Boxwood Festival and Serendipity in Waipu
Since 1995 Boxwood has conducted festivals and classes around the world. Focusing on classical, baroque, and folk music they teach improvisational and learn by ear methods to beginners as well as those who already have a working knowledge of music.
David spent some time explaining the differences between a baroque fiddle and a modern fiddle, namely that the baroque is less tightly strung and responds with a deeper and richer sound to a more delicate touch which allows for a greater speed and more full accompaniment when played in a small group. Later in music history as larger orchestras became the norm a sharper and more defined sound was required, which led to today’s variant.
Chris was showing off something called the uilleann pipes or smallpipes, these are essentially smaller indoor bagpipes driven not by the players lungs but by a small bellows attached to the elbow and hip. They differ somewhat from the larger great pipes in that they range over two octaves and have a sweeter and less voluminous tone, allowing them to play alongside a single unamplified instrument.

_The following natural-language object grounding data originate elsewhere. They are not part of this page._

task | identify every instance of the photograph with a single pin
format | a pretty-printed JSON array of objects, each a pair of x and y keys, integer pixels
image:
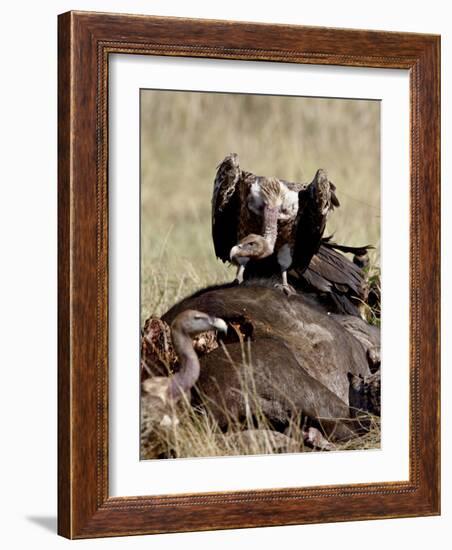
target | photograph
[{"x": 260, "y": 274}]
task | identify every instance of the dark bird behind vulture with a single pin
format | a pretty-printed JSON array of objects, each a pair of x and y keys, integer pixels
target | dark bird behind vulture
[{"x": 257, "y": 217}]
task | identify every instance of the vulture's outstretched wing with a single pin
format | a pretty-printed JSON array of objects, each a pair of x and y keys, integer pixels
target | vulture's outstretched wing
[
  {"x": 226, "y": 206},
  {"x": 333, "y": 275},
  {"x": 314, "y": 204}
]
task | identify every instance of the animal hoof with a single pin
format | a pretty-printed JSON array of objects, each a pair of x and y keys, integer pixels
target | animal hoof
[{"x": 287, "y": 289}]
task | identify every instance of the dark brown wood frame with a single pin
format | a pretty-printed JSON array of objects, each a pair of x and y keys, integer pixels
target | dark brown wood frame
[{"x": 85, "y": 41}]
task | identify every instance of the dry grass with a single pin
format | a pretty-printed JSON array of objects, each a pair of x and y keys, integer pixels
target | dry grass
[
  {"x": 184, "y": 136},
  {"x": 196, "y": 432}
]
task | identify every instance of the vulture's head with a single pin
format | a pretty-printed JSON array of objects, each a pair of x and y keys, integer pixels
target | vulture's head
[
  {"x": 252, "y": 247},
  {"x": 192, "y": 322}
]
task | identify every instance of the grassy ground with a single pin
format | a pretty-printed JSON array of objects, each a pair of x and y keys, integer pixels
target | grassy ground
[{"x": 184, "y": 136}]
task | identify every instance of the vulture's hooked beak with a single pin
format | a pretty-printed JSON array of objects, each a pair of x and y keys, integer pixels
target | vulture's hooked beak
[
  {"x": 234, "y": 251},
  {"x": 220, "y": 325}
]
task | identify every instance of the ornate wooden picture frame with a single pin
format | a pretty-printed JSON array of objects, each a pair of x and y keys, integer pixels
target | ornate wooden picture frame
[{"x": 86, "y": 40}]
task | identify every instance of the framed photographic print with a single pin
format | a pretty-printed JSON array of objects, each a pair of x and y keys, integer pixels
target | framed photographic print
[{"x": 248, "y": 275}]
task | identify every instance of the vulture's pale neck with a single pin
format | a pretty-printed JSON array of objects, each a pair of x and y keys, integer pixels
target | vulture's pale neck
[
  {"x": 188, "y": 374},
  {"x": 270, "y": 226}
]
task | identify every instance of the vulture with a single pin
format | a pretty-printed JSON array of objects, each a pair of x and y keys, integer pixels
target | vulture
[
  {"x": 268, "y": 226},
  {"x": 159, "y": 394},
  {"x": 257, "y": 217}
]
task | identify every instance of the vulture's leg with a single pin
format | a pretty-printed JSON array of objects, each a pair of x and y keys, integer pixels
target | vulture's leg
[{"x": 285, "y": 261}]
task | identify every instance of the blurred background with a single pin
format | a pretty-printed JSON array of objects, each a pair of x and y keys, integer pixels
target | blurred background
[{"x": 185, "y": 135}]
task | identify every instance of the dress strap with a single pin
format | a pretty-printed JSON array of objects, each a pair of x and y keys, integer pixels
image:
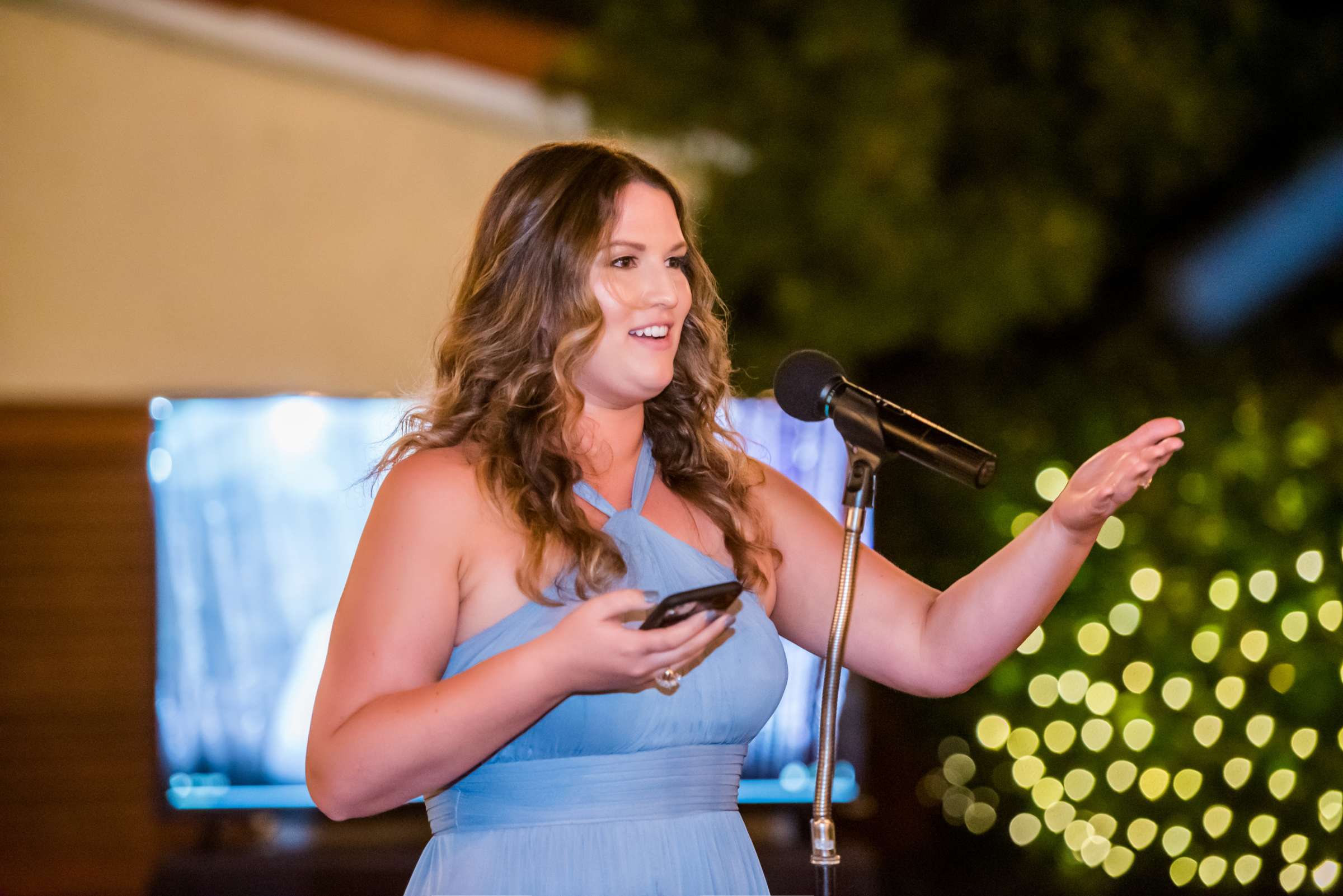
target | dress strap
[
  {"x": 640, "y": 491},
  {"x": 642, "y": 477}
]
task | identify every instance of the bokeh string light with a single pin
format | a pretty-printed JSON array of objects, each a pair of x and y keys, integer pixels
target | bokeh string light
[{"x": 1180, "y": 711}]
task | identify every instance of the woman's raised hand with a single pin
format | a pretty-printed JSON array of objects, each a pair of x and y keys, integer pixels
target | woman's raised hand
[
  {"x": 1114, "y": 475},
  {"x": 593, "y": 651}
]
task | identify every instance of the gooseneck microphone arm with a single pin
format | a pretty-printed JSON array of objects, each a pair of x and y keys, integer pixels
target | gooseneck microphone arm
[
  {"x": 811, "y": 386},
  {"x": 864, "y": 418}
]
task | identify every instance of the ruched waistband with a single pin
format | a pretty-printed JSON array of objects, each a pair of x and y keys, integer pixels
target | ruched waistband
[{"x": 650, "y": 784}]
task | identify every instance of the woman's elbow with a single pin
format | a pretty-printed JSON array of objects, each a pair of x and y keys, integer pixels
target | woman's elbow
[{"x": 326, "y": 797}]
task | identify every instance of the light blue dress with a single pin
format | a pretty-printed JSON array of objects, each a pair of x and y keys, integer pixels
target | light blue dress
[{"x": 617, "y": 793}]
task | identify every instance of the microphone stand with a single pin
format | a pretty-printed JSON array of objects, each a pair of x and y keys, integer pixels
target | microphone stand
[{"x": 860, "y": 486}]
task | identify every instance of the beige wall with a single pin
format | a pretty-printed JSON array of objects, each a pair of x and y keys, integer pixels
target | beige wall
[{"x": 178, "y": 219}]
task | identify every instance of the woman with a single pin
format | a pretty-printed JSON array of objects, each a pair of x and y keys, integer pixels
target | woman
[{"x": 485, "y": 651}]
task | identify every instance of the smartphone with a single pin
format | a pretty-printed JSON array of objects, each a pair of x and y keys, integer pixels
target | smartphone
[{"x": 673, "y": 608}]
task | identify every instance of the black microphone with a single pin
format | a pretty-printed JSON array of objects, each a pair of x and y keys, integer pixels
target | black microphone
[{"x": 810, "y": 385}]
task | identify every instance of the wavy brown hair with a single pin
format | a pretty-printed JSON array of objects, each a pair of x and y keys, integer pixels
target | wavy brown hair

After a rousing set of Eastern Canadian favorites that, like most Eastern Canadians, have fairly deep Irish and Scottish roots they invited their ‘students’ from the previous week at Boxwood to join them onstage. The collective sound of a dozen or more instruments playing together mere feet from where I sat was intoxicating and beautiful although not entirely perfect in execution. Everyone was quickly swept into the tempo of the music. Soon afterward we adjourned for cookies, coffee, and conversation at the rear of the hall. One of the unmistakably great things about a small venue in a small town is the informality and general ease with which they gather.
Just another reason why I am so glad to have spent an extended amount of time in Waipu, a town found on few maps that I will never forget no matter how many places I end up.